A World Gone Mad
By BOB HERBERT
As if the war in Iraq and the battles between Israel and its neighbors were not frightening enough, now comes word of a development in Pakistan that may well be the harbinger of a much greater catastrophe.
Over the past few years, Pakistan has been hard at work building a powerful new plutonium reactor that when completed will be able to produce enough fuel to make 40 to 50 nuclear weapons a year.
This is happening at the same time that the Bush administration is pushing hard for final Congressional approval of a nonmilitary nuclear cooperation deal with Pakistan’s rival, India, that would in fact enhance India’s bomb-making capacity. The deal would enable India to free up its own stocks of nuclear fuel to the extent that it could expand its nuclear weapons production from about seven warheads a year to perhaps 50.

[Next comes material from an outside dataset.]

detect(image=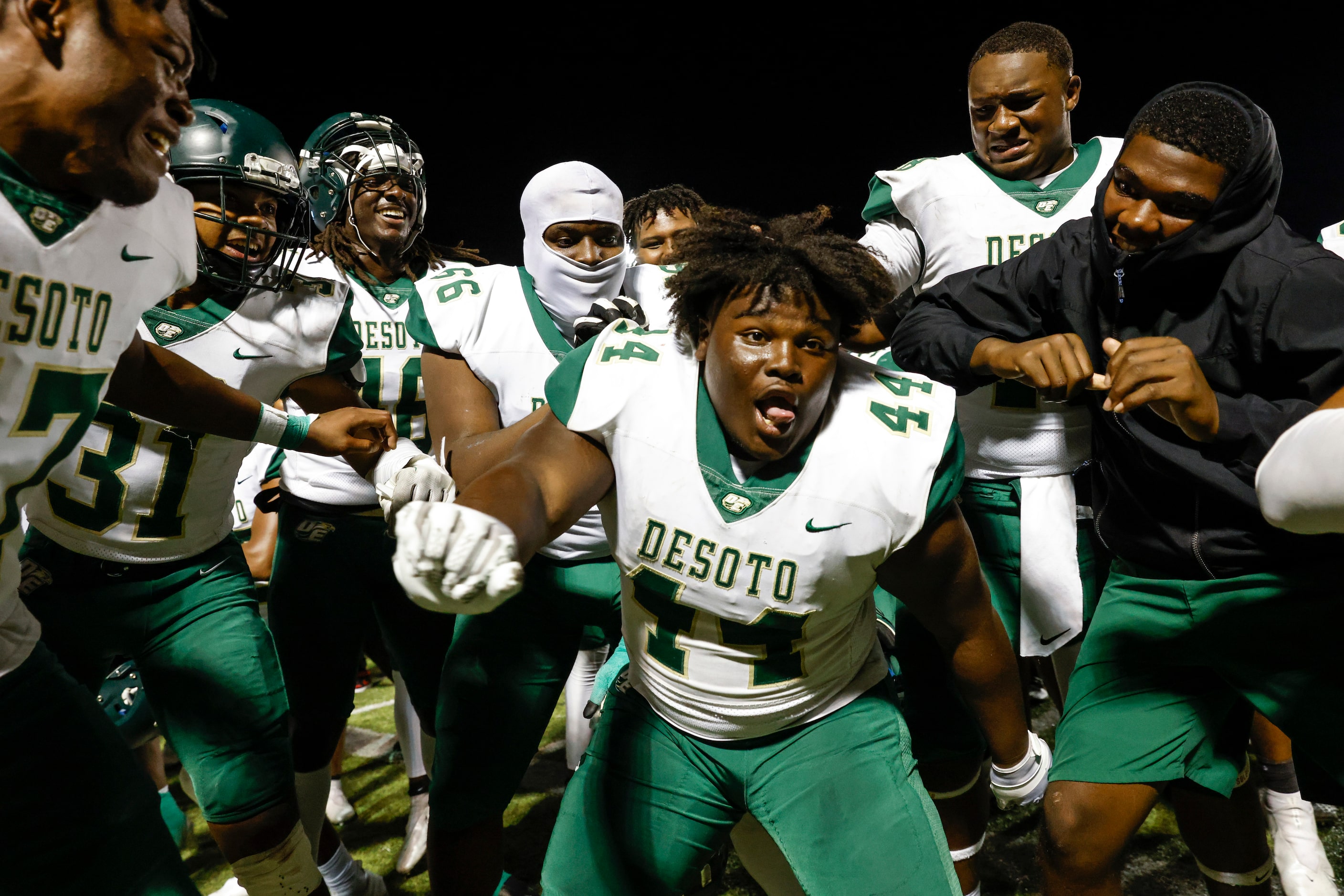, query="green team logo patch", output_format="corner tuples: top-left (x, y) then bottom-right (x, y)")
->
(28, 206), (66, 234)
(720, 492), (751, 514)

Yes, Virginia, the world is going mad.
Pakistan’s initiative, which in a few years could increase its bomb-making capacity twentyfold, was first reported last week by The Washington Post. Experts at the Institute for Science and International Security, after analyzing the program, concluded that “South Asia may be heading for a nuclear arms race that could lead to arsenals growing into the hundreds of nuclear weapons or, at minimum, vastly expanded stockpiles of military fissile material.”
There is no way to overstate the potential danger of an accelerated nuclear arms race in South Asia. Breeding nukes willy-nilly is an invitation to Armageddon. Pakistan, for those who need to be reminded, is where Osama bin Laden and his henchmen are thought to be hiding. It’s also the home of Abdul Qadeer Khan, the pied piper of proliferation (now under house arrest) who provided crucial nuclear materials and expertise to Iran, North Korea and Libya.
Representative Edward Markey, the Massachusetts Democrat who led the opposition to the deal with India, told me he was surprised by the subdued reaction to the news about Pakistan’s reactor.
“You would have thought that a firestorm would break out,” he said. “As a nation, we should be very afraid if Pakistan can come up with a twentyfold increase in the amount of nuclear weapons materials that it can manufacture. The greatest fear we have is of a bomb slipping into the hands of a terrorist group — and we know that Al Qaeda is in Pakistan — and then having it moved toward the Middle East, or put on a ship headed to an American port.”
Mr. Markey, who is co-chairman of a bipartisan House task force on nonproliferation, noted that the White House had long been aware of Pakistan’s plutonium-production reactor but had kept that knowledge from Congress and the American public. Why? To what end? Does the administration not understand the truly horrifying stakes involved in this deplorable spread of nuclear adventurism?
“This is not just about Pakistan, or Pakistan and India,” said Mr. Markey. “What impact will this have on China, which is looking at what India might do? What impact will it have on Iran, a signatory to the Nuclear Nonproliferation Treaty, being put on trial at the U.N., with sanctions being asked by the United States?”
(Neither India nor Pakistan are signers of the treaty.)
Common sense should tell you that thundering along the road to ever more nuclear weapons in ever shakier hands is madness, the global equivalent to driving drunk at ever higher speeds. Does anyone think China will sit quietly by as India and Pakistan develop the capacity to outpace it in the production of nukes?
Does anyone doubt that at some point, if the spread of nuclear weapons is not vigorously suppressed, a bomb will end up in the hands of a freak who has no other intention in the world than to use it?
John F. Kennedy, in a televised address to the nation in July 1963, said: “I ask you to stop and think for a moment what it would mean to have nuclear weapons in so many hands, in the hands of countries large and small, stable and unstable, responsible and irresponsible, scattered throughout the world. There would be no rest for anyone then, no stability, no real security, and no chance of effective disarmament.”
There was a time when the top leaders of the United States understood that we should be moving toward fewer nukes on the planet, not an exponential, suicidal increase in these worst of all weapons.